BILLINGS – Montana officials said Wednesday they will rewrite a rule that allowed tens of thousands of rural homes to be built without water permits, but it was unclear what impact the proposal would have on development.

Rural homes can be built in Montana without a water permit if they have their own well. But ranchers and conservation groups say aquifers can be strained beyond capacity by such exemptions.

There’s no limit on how many exemptions can be issued, and more than 70,000 have been granted for new homes in the last four decades.

The Department of Natural Resources and Conservation ruled Wednesday to repeal the exemption in coming months.

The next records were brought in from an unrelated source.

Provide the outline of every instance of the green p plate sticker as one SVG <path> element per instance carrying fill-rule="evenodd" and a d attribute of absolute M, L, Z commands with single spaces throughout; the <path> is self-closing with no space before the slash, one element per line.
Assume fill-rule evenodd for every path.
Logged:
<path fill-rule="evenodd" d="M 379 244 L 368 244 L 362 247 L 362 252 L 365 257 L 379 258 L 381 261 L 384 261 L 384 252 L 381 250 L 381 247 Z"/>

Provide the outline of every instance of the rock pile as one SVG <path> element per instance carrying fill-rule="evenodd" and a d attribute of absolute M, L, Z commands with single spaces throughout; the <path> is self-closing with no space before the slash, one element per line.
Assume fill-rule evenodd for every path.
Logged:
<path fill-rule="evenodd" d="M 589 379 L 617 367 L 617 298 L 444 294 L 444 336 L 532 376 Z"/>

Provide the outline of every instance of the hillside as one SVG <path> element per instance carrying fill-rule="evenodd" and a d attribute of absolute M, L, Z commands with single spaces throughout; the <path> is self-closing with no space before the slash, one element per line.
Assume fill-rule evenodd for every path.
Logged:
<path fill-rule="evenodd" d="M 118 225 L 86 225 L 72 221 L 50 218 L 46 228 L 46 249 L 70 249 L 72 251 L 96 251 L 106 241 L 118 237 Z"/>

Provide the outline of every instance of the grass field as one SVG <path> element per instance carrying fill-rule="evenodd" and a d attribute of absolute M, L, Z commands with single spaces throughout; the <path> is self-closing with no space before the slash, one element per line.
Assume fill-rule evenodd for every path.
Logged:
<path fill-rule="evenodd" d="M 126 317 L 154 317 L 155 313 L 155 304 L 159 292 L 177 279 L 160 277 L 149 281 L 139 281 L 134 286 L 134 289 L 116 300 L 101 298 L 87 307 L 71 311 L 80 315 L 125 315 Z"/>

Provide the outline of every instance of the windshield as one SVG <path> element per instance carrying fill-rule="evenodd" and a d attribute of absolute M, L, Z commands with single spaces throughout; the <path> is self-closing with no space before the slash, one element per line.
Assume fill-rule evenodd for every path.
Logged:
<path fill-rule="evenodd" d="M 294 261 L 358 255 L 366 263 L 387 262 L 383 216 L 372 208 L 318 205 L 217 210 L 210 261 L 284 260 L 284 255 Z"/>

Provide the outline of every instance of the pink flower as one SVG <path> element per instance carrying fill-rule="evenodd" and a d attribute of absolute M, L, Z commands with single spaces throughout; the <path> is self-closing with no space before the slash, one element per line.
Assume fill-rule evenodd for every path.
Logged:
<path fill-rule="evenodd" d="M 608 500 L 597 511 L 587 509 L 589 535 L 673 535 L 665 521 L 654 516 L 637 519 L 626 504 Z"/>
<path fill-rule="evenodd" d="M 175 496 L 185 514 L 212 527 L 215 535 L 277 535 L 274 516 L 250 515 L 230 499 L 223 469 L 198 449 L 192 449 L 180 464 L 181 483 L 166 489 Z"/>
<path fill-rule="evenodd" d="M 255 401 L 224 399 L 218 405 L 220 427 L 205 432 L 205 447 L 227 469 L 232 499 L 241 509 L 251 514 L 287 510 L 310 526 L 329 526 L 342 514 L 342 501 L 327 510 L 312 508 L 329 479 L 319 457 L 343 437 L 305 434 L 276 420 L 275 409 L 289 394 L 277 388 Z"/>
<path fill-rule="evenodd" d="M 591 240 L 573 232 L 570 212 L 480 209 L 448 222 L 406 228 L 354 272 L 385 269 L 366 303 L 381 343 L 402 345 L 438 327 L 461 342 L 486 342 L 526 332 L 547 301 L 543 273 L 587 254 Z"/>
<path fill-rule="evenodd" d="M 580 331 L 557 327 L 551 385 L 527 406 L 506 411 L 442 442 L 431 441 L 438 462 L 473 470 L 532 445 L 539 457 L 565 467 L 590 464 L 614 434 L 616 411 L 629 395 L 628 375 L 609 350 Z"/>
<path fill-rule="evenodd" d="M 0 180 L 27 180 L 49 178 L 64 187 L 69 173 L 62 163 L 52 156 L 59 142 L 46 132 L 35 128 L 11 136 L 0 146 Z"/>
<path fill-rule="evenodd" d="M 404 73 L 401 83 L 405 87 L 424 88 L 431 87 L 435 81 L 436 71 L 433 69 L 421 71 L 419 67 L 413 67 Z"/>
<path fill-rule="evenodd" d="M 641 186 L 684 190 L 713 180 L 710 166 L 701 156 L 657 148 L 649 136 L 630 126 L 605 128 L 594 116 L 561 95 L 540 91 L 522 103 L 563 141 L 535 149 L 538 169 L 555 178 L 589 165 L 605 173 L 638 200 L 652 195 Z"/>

A tentative replacement would limit the number of well exemptions allowed for a single project or subdivision to 12.

DNRC water resources division administrator Tom Schultz said that would encourage builders to construct projects of 12 homes or fewer in rural areas.

“Over time, you could expect development patterns to shift,” he said.

Yet critics said developers could build 12 homes one year, then come back the next year to build 12 more, and so on into the future.

“That’s a change on paper and not a change in practice,” said Laura Ziemer with Trout Unlimited’s Montana Water Project.

Dustin Stewart, with the Montana Building Industry Association, said Wednesday’s ruling was a “small victory” because it preserved the idea of water-permit exemptions for rural subdivisions.

Without the exemptions, Stewart’s group said the cost of attaining water permits could limit development.

The proposed cap of 12 exempt homes per subdivision is more restrictive than current rules, but Stewart said the number was “arbitrary” and likely to change before a final rule is adopted.

The DNRC will begin formulating the new rule within eight months. It could be an additional six months before it is final, said Schultz.